More and more congregations across Protestant denominations appear to be accepting women as licensed and ordained ministers.  Over the past two years, ABC USA saw the hiring of at least 6 women to serve as executive ministers in regions across America.  Recently, the historic Riverside Church in New York called a woman pastor.  Increasing numbers of churches have women serving as associate ministers.

Many seminaries have enrollments comprised of approximately 50% women. We are on our way, so it would appear.  But not so fast…

While it may seem that the struggle for women clergy is over, data proves otherwise. According to a 2015 Duke University study on the number of women serving as senior/solo pastors, the number still lingers at 11%.
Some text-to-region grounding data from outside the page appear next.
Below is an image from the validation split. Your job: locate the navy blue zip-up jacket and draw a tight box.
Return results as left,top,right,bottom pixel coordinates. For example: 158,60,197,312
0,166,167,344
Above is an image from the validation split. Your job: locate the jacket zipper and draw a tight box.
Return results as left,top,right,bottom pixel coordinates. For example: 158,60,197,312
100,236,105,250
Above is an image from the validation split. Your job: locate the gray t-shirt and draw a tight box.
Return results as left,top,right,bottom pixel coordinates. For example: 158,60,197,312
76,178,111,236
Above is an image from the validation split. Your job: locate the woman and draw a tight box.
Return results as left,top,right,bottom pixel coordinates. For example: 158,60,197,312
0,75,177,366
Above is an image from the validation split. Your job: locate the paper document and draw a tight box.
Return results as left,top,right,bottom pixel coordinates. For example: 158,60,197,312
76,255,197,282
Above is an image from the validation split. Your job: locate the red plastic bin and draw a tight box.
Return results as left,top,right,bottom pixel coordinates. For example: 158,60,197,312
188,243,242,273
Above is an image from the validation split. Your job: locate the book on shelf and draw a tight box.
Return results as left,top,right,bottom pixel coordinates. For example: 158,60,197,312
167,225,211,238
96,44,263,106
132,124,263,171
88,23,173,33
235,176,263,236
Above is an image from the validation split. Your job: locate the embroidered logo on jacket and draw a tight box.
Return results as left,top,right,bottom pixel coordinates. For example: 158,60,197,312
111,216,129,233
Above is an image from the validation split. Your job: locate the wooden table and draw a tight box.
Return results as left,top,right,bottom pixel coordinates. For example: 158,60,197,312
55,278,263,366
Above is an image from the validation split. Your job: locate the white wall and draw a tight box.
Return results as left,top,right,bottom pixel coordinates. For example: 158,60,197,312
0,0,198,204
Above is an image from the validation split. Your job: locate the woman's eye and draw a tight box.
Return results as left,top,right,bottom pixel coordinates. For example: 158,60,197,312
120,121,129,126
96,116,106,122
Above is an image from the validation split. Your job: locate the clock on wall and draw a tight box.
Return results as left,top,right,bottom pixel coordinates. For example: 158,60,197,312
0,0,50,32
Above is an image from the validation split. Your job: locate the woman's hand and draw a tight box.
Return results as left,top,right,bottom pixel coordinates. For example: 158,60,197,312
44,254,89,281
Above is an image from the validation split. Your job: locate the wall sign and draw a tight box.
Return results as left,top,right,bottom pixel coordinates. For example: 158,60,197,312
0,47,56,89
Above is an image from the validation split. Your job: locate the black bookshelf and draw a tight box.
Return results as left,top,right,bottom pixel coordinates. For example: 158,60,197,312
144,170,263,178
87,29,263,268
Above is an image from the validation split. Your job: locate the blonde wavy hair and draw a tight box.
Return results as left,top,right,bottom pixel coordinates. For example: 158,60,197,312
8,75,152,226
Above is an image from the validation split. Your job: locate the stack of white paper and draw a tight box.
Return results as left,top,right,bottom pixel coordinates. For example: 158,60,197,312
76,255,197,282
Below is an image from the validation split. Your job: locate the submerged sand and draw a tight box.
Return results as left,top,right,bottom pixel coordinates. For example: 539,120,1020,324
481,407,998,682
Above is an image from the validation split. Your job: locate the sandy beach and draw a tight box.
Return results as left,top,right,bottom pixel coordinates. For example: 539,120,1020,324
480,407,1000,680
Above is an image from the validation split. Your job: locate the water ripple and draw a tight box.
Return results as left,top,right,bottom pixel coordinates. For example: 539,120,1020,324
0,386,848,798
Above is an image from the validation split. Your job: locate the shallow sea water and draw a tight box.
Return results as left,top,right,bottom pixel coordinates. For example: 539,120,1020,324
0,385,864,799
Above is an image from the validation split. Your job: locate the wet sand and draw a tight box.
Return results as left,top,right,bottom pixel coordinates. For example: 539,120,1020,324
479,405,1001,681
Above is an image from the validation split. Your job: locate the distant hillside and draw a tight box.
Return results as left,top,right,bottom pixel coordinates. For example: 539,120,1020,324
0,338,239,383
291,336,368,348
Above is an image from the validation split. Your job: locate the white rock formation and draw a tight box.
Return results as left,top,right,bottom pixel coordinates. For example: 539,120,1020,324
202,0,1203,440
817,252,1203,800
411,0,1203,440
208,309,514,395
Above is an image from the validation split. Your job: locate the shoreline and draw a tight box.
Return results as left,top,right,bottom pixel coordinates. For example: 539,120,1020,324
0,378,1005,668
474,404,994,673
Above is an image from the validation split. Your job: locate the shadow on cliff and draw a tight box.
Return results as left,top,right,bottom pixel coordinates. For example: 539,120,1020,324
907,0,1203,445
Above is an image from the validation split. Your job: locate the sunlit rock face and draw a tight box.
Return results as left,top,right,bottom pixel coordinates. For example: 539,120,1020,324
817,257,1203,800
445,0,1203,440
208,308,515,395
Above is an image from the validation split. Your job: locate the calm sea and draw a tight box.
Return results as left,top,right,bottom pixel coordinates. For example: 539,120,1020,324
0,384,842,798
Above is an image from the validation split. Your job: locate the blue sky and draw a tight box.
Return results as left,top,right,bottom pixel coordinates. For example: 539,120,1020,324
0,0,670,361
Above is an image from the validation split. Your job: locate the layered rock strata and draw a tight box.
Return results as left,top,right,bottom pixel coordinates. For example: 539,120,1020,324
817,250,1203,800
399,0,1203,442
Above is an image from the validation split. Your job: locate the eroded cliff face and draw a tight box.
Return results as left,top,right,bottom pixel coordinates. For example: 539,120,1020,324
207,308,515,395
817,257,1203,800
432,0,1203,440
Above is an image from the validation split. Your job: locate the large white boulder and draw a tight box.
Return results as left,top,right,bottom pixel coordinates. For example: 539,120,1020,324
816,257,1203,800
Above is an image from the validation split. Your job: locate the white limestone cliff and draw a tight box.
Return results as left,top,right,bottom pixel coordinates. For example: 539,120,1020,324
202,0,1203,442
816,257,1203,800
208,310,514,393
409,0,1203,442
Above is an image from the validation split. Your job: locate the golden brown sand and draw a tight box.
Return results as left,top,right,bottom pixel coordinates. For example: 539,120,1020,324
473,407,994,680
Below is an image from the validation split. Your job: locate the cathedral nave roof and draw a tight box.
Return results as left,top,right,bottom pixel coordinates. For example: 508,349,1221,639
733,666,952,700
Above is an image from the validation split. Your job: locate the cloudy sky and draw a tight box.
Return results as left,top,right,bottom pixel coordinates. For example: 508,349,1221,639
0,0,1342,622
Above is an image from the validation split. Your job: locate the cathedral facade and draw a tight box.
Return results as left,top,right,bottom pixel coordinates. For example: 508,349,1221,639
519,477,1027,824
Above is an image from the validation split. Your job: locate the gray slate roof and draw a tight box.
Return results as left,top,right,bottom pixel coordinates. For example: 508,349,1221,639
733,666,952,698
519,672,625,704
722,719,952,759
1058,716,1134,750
In the article, “How Thick is the Stained Glass Ceiling?,” Heather Hahn writes:

Even as U.S. congregations become more ethnically diverse, a new analysis of Duke University’s National Congregations Study shows that women hold only a small minority of those faith communities’ top leadership positions.

Women serve as senior or solo pastoral leaders of just 11 percent of U.S. congregations — indicating essentially no overall increase from when the study was first done in 1998. These women-led communities contain only about 6 percent of the people who attend the nation’s religious services.

Yes, we have seen advancement in the number of women being called to and placed in senior/solo pastor positions, but the advancement is minimal and at a snail’s pace.  The fact that we can name the women indicates their scarcity. 

While the image of women serving in the pulpit is a welcomed picture, it can also be a double-edged sword.   With the advancement of a precious few women to the role of senior/solo pastor, some are developing a perspective that the struggle is over. With the increase of churches licensing and ordaining women, women serving in the role of associate minister is also on the rise.  Congregations who have one, two or more female associate ministers may truly struggle to understand the issue simply because they see women in the pulpit.

The stained glass ceiling, however, remains.  Statistics show that 89% of the time, Protestant churches pass over clergywomen and instead select a man for the top ministerial role.  In light of these daunting factors, what can advocates for women clergy do to change the current trend?  Below are some practical suggestions…

  • Retiring male pastors can help prepare their congregations to be open to God’s best… 3-5 years before their retirement, male pastors who are advocates for women clergy can spend time encouraging their congregations to be open to God’s best for them, regardless of gender.  Through sound biblical teaching, giving women opportunities to serve in prominent leadership roles, and open, honest dialogue, male pastors can plant seeds of receptivity among otherwise resistant lay people.
     
  • Denominational leaders can work with regional executives and elders to conduct workshops, provide resources (books, articles, guest speakers, etc.), and offer educational experiences to local pastoral search committees…  Whether churches have the “call” process or the “appointment” process, providing resources to church leaders that will help them to choose God’s best, regardless of gender, could be very beneficial for all concerned.
     
  • Develop a “Lead Pastor” project for women who feel called to pastor… The United Methodist Church developed a special program designed to pair women clergy called to pastor with women currently serving in the lead pastoral role.  The clergywomen shadowed/interned the lead pastor for a period of time.  This gave the clergywomen exposure and experience in leading larger congregations—a critical factor in creating opportunities for women who are often passed over due to lack of experience. (Read more about this endeavor here.)  Other denominations can develop a similar approach to increase opportunities for women pastors.

The aforementioned suggestions will not answer all of the issues related to the dearth of women pastors.  However, such efforts will advance the work to get beyond the stained glass ceiling!